Some resume-scanning companies and outplacement counselors advise a block of key words at the top of the resume, but this technique doesn’t help differentiate you among other candidates. The keyword block can be helpful when comparing apples to apples a business litigation paralegal searching for a business litigation position. On the other hand, it may backfire if the same business litigation description were written in such a way that a resume reflecting an insurance defense background would get rejected even though the skills were right on point.

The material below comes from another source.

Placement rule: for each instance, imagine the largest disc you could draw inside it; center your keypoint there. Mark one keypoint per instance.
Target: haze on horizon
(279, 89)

A recently published article in a fascinating new magazine, Fast Company, states the more buzzwords, the better. Career counselors used to advise clients to avoid buzzwords in their resumes. Today, buzzwords are all the buzz. Because applicant-tracking systems rank resumes by the number of key words, your chances of scoring higher are better when the resume is buzzword loaded. “Turn your experience into keywords,” urges Margaret Riley Dikel, coauthor of The Guide to Internet lob Searching (VGM Career Horizons 1996), “and maximize the number of them in your resume.”
But beware of what buzzwords you use! If your experience is a little old, you might want to watch outdated lingo that wouldn’t have registered with computers looking for up-to-date key words. Terminology and technology have changed. You’ll need to present yourself with up-to-date skills, or you may not get the hit. Additionally, you don’t want to date yourself.
And for those of you who are still not clear on the concept called summarizing, you’re in luck! You get to break the one-page rule in this new era of resume writing. One page of paper doesn’t mean much in the on-line world because readers scroll. But don’t overdo it. Electronic resumes running three pages or more are apt to get bounced. Simply put, you must be able to hold the readers’ attention most of whom only understand 15- second sound bytes.
In the New Do’s and Don’ts categories, you get some brand new choices. Scanners work well with these typefaces: Helvetica, Futura, Optima, Palatino, New Century Schoolbook, and Times New Roman. Although some counselors advocate Courier, we feel it looks old-fashioned.
If you send your resume as an attachment, rather than paste it into the body of an E-mail message be aware many employers ignore attachments because they worry about viruses. They don’t want to waste time with files that their computers can’t translate.
Some career counselors suggest that candidates have two resumes: one for people, and the other for computers. Others think a separate, scannable resume is unnecessary. But advising candidates to write more than one resume is nothing new, particularly if you are emphasizing a different skill set for a variety of jobs. It’s hard if not impossible to know what will work, particularly since the whole concept of scanning resumes in the legal field is so new. You will, no matter what, still need a hard copy, printed on high-quality paper, to bring with you on the interview and for those companies that use snail mail in lieu of E-mail. Thank God for some traditions. We’d hate to put Kinko’s right out of business.